Ingenious US researchers are already finding ways around the Bush Administration's policies. A more serious threat is the growing ability of universities such as Cambridge and Oxford in the UK - and a number of Asian institutions in Korea, Singapore and elsewhere - to attract significant research groups in these areas and fund them at least as well as the US.

Over the next decade, the same may start to happen in China and a greater number of continental universities may adopt similar tactics. US universities may have produced the innovations needed to foster globalisation, but it does not follow that they will be the ones to benefit.

Stanford

Stanford University may be 250 years younger than its arch-rival, Harvard University, but it prefers to look forward rather than back.

It is one of the world's leading research and teaching institutions and a pioneer of new technologies.

"There is no greater thrill than advancing the frontier of knowledge," said John Hennessy, the university's president.

Stanford, which emphasises collaboration across disciplines, has introduced multidisciplinary programmes in bioscience, international affairs and business.

In 1951, the university created America's first high-technology research park, and it has spun off an estimated 1,200 companies.
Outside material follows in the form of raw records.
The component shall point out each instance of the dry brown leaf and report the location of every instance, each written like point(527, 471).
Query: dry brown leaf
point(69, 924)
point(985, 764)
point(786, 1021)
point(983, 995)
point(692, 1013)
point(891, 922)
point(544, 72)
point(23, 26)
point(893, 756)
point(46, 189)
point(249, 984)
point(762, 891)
These include Cisco Systems, Dolby Laboratories, eBay, Hewlett-Packard, Google, Sun Microsystems and Yahoo! - all companies that Stanford students and faculty helped to create.

Its researchers invented the laser, the musical synthesiser, global positioning systems and IQ testing. They carried out the first heart-lung transplants in the US, discovered REM sleep and developed the technology that led to magnetic resonance imaging scans.